Powell ainda afirmou que atividades como golpes, aos quais muitas músicas populares se referem em suas letras, são “a realidade material sobre a qual as pessoas vivem […] tem a ver com opressão, tem a ver com as decisões lógicas e conscientes que as pessoas tomam para sobreviverem no dia a dia”.

O comentarista cultural Isis Semaj-Hall também fez algumas perguntas pertinentes quanto à redação da diretriz:

🙋🏾‍♀️Dúvidas. Quais são exemplos de palavras proibidas e quem será encarregado de fazer essa lista? Jolly [feliz] será proibida por soar como molly [ecstasy]? Por essa lógica, fun [diversão] também será proibida? Uma música celebrando o tecido bogolan será proibida? Estou brincando, mas isso parece fiscalização moral, não é?

Não é a primeira vez que o governo jamaicano culpa parcialmente o dancehall pela alta taxa de criminalidade do país.
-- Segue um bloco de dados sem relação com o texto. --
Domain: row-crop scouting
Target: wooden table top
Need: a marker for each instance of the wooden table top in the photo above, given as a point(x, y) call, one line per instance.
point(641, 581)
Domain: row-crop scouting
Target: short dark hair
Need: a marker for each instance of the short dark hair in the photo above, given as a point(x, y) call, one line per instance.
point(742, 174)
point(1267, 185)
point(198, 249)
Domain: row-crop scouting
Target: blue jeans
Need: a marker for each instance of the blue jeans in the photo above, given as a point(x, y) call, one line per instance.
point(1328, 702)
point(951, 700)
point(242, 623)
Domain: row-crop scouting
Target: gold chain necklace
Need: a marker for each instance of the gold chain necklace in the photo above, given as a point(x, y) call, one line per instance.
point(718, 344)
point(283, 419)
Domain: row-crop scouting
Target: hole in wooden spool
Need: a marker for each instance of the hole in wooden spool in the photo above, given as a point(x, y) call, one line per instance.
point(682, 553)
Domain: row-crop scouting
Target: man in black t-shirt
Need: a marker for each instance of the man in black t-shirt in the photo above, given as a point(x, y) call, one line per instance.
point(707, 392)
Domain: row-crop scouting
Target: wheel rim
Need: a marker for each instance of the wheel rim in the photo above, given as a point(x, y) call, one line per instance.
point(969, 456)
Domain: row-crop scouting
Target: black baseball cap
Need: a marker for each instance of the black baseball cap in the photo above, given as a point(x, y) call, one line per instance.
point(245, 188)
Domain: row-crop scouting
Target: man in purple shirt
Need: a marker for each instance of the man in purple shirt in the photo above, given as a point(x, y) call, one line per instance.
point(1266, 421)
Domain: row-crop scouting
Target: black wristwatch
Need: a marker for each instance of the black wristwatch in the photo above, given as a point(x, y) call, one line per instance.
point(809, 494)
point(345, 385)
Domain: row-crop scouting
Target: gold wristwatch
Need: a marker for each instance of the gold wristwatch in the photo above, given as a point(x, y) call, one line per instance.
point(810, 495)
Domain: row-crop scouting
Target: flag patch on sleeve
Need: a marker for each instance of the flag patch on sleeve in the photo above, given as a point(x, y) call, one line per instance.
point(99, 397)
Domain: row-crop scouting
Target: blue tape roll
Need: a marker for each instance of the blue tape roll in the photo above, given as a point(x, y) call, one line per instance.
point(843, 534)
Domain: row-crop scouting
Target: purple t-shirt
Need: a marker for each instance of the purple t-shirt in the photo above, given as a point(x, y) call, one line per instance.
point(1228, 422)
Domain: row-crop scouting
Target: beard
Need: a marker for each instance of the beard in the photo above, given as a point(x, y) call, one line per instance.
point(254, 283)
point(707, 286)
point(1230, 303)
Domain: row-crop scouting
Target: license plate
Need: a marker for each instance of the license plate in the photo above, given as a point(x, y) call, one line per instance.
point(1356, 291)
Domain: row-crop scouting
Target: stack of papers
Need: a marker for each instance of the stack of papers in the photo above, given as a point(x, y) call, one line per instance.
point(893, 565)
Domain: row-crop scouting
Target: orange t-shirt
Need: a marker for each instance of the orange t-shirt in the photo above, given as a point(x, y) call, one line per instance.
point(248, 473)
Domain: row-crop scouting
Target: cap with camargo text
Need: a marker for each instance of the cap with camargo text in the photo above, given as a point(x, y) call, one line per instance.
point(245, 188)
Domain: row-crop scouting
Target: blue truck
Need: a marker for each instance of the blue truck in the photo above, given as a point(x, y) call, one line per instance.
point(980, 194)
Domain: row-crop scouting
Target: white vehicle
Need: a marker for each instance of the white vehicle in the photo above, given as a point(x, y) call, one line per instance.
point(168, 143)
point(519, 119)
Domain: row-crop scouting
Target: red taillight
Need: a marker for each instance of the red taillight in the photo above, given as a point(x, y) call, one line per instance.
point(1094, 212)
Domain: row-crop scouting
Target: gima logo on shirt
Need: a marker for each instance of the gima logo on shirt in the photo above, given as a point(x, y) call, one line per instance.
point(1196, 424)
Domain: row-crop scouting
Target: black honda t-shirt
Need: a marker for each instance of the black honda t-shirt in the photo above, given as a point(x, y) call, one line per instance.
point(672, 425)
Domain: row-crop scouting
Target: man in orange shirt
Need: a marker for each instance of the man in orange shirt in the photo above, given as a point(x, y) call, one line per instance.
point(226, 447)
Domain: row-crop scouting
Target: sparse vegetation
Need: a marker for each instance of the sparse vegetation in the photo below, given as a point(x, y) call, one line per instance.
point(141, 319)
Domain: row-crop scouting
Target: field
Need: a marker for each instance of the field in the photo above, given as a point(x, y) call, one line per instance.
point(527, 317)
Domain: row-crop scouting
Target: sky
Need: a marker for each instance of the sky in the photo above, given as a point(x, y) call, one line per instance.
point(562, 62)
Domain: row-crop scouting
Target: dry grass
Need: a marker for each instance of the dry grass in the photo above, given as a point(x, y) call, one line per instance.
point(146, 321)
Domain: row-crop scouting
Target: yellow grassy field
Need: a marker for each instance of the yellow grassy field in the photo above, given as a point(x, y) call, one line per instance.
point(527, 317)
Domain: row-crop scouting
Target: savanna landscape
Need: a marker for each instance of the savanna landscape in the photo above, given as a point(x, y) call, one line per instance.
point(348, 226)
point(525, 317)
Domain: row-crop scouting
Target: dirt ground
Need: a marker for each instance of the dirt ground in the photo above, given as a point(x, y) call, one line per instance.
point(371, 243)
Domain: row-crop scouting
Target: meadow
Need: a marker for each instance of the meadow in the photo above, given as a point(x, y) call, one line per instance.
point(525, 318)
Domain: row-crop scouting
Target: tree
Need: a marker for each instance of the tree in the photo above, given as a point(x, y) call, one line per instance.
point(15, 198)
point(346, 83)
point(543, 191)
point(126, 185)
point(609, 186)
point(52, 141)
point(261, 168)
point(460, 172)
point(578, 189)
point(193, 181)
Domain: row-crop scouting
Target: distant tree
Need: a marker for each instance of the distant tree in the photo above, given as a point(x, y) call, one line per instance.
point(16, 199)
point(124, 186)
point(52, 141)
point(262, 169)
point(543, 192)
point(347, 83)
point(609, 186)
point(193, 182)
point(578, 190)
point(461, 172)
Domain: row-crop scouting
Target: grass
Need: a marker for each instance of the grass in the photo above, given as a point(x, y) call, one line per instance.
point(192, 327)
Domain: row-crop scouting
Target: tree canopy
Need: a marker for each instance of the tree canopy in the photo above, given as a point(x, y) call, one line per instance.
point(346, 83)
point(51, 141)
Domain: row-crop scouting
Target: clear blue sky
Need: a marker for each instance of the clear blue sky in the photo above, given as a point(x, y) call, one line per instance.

Em abril de 2021, o primeiro-ministro, Andrew Holness, repetiu [33] sua crítica ao gênero:

That is not right, and though you have the protection of the constitution to sing about it, you also have a duty to the children who are listening to you to say, ‘Man, that is not right.'”

Não é certo, embora você tenha a proteção da constituição para cantar sobre isso, você também tem o dever com as crianças que o escutam dizer: “Cara, isso não é certo”.

Tentativas de “limpar” a música jamaicana, e as controvérsias que as seguem, não são uma novidade. Em 2009, a Comissão de Radiodifusão emitiu uma diretriz semelhante, proibindo a “transmissão de qualquer gravação, música ao vivo ou música que promova ou glorifique qualquer crime como assassinato, estupro, violência em grupo, e outros crimes como incêndio criminoso”. Essa decisão foi vista como uma resposta ao hit “Rampin Shop” [33] dos DJ de dancehall Vybz Kartel e Spice, e a outras músicas consideradas obscenas e explícitas, e não a músicas sobre crimes violentos. Embora em 2009 a diretriz tenha sido muito apoiada por igrejas e educadores [34], na época a Comissão de Radiodifusão negou que houvesse uma lista de “músicas proibidas”.

Dez anos depois, o primeiro-ministro prometeu [35] proteger a cultura jamaicana:

It is not everything that we call ‘culture’ will have the longevity to carry from generation to generation. Societies have died because culture degenerated into decadence. The State cannot just stand by and allow the culture to just degenerate. The State has to work in support of those people who are willing to see to the longevity of the culture.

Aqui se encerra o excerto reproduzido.